Yeah, There's something there, I get it with Firefox and Chrome, haven't tried IE yet.


----------



## Minox (Sep 13, 2008)

I'm getting the exact same result with NOD32 and Firefox 3.01 and I only get this problem when visiting Gbatemp.


----------



## FAST6191 (Sep 13, 2008)

I will leave the web coding to the people that know what they are doing but confirmed that something is up.
Anyhow I was playing around with firebug (realtime website editor plugin for firefox) and it displays left of the My Controls · View New Posts part.

I checked on the site and it is not too good either.

If you are especially concerned "search-you-need.com" resolves to 58.65.234.77
You can add that or search-you-need.com to your hosts file (make sure it goes to localhost (127.0.0.1 = localhost) or some other harmless IP.

http://accs-net.com/hosts/how_to_use_hosts.html (there is bound to be a better guide somewhere but it will get the job done)


----------



## Prime (Sep 13, 2008)

Shiro786 said:
			
		

> I can vouch for this dude too.
> 
> 
> 
> ...



Your not the only one:

http://gbatemp.net/index.php?showtopic=104818

I posted that topic before seeing this btw


----------



## Minox (Sep 13, 2008)

I'm not getting that message anymore for some reason and I can't find it in the source where it used to be.


----------



## Prime (Sep 13, 2008)

Well it has stopped for me just after I posted that reply


----------



## shaunj66 (Sep 13, 2008)

The site has been compromised, unfortunately. I'm on it now. 

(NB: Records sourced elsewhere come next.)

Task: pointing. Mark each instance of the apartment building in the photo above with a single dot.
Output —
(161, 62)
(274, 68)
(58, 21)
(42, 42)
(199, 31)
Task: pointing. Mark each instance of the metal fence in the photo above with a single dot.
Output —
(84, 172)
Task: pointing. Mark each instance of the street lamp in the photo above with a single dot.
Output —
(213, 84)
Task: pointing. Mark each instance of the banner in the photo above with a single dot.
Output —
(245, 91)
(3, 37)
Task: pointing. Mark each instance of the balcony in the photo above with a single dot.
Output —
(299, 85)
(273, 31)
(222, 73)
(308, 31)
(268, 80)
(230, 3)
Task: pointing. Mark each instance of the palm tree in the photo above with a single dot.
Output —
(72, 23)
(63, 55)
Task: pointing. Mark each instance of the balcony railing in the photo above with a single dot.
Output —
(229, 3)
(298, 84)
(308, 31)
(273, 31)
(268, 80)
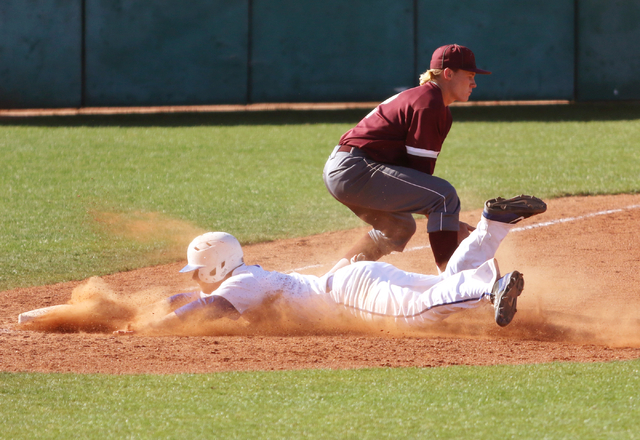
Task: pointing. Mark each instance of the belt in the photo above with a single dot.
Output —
(352, 150)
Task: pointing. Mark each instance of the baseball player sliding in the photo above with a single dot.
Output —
(230, 288)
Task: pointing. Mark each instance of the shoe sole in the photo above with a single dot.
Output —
(507, 300)
(525, 206)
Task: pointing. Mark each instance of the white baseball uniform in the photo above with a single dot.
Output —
(374, 289)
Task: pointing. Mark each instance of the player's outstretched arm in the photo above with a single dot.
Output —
(208, 308)
(345, 262)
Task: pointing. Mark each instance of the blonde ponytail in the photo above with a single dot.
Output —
(430, 75)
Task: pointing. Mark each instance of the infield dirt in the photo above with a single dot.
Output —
(581, 303)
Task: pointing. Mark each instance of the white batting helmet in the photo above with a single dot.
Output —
(216, 254)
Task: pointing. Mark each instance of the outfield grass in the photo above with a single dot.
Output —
(550, 401)
(258, 176)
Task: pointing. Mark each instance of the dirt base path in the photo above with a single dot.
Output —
(581, 303)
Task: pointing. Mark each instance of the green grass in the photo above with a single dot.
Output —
(550, 401)
(259, 177)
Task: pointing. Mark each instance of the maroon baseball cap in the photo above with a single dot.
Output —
(455, 56)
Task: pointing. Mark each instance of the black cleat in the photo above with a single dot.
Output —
(505, 295)
(514, 209)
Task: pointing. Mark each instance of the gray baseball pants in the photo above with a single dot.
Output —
(386, 196)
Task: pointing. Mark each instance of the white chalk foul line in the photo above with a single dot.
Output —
(519, 229)
(573, 219)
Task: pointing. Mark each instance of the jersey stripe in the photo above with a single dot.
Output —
(422, 153)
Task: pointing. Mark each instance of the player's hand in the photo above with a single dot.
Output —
(464, 231)
(125, 331)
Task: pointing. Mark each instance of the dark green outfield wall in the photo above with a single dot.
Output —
(166, 52)
(40, 53)
(73, 53)
(527, 44)
(608, 50)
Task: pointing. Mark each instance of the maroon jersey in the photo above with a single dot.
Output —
(407, 129)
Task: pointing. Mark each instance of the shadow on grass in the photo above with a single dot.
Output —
(605, 111)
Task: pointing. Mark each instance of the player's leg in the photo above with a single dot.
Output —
(498, 218)
(379, 289)
(386, 196)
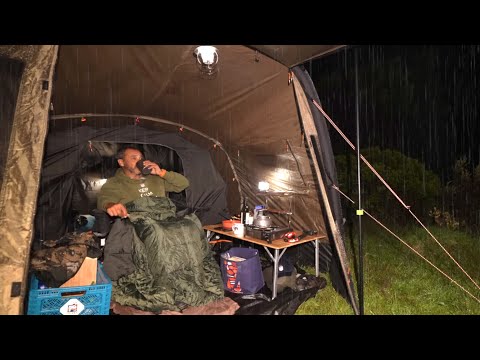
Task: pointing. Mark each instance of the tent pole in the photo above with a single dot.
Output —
(311, 135)
(359, 211)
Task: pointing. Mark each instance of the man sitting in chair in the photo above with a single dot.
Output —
(129, 183)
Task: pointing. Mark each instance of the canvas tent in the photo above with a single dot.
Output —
(251, 118)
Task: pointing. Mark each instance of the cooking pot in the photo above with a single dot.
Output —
(262, 220)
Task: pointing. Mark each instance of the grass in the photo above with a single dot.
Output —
(398, 282)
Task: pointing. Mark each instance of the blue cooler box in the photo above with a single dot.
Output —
(78, 300)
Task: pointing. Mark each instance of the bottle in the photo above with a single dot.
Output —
(245, 213)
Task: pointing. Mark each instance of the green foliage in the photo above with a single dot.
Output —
(463, 195)
(398, 282)
(415, 185)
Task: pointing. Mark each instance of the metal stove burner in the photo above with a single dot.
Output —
(266, 233)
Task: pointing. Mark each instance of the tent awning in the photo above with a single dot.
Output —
(291, 55)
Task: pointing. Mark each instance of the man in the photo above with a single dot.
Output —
(129, 183)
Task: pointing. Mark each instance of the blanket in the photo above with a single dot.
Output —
(174, 266)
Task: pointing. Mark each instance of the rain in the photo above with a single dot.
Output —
(418, 100)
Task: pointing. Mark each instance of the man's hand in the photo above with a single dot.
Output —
(155, 168)
(117, 210)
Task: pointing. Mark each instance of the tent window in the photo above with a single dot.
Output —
(10, 77)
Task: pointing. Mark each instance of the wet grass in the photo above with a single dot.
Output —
(398, 282)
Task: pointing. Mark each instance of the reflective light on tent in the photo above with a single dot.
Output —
(282, 174)
(263, 186)
(207, 60)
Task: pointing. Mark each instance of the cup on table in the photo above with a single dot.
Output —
(239, 229)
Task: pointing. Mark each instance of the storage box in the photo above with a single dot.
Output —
(77, 300)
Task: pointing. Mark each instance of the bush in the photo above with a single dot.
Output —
(418, 187)
(462, 195)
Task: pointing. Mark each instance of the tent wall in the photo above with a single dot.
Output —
(206, 195)
(18, 195)
(250, 108)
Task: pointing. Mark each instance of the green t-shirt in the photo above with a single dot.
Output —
(122, 189)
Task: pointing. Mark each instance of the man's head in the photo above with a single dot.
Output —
(127, 158)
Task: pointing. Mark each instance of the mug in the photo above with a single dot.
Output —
(239, 229)
(142, 168)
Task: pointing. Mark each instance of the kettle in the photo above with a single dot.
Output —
(262, 220)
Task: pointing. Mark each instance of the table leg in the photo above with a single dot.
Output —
(276, 259)
(275, 273)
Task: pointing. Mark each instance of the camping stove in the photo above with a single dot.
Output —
(266, 233)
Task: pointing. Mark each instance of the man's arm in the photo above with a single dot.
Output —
(107, 196)
(175, 182)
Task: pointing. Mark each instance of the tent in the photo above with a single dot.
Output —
(249, 120)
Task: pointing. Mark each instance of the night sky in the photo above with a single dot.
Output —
(420, 100)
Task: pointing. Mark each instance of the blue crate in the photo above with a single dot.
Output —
(49, 301)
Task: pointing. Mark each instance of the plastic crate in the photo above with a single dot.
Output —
(78, 300)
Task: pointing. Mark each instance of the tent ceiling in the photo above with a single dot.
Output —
(291, 55)
(251, 90)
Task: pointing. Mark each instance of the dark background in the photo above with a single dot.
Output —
(419, 99)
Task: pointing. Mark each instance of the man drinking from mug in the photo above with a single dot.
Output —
(129, 183)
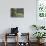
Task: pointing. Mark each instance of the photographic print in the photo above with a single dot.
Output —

I've removed all traces I could find of Search-You-Need. 

Please continue to be vigilant and report any other oddities in this thread.


----------



## Prime (Sep 13, 2008)

Thanks shaunj66 it was really bugging me


----------



## Salamantis (Sep 13, 2008)

shaunj66 said:
			
		

> The site has been compromised, unfortunately. I'm on it now.
> 
> I've removed all traces I could find of Search-You-Need.
> 
> Please continue to be vigilant and report any other oddities in this thread.


Do you mean it was hacked? What happened?


----------



## AndreXL (Sep 13, 2008)

I've been using Adblock Plus with:
#IFRAME(width=1)(height=1)
Maybe, that's what keeping me from seeing this issue. Good thing I guess.
[edit]
The issue is width and height on 0. I guess I just missed it then...


----------



## DeMoN (Sep 13, 2008)

Had a similar (or the same) problem with Kaspersky AV a while ago but it seems to have disappeared now.


----------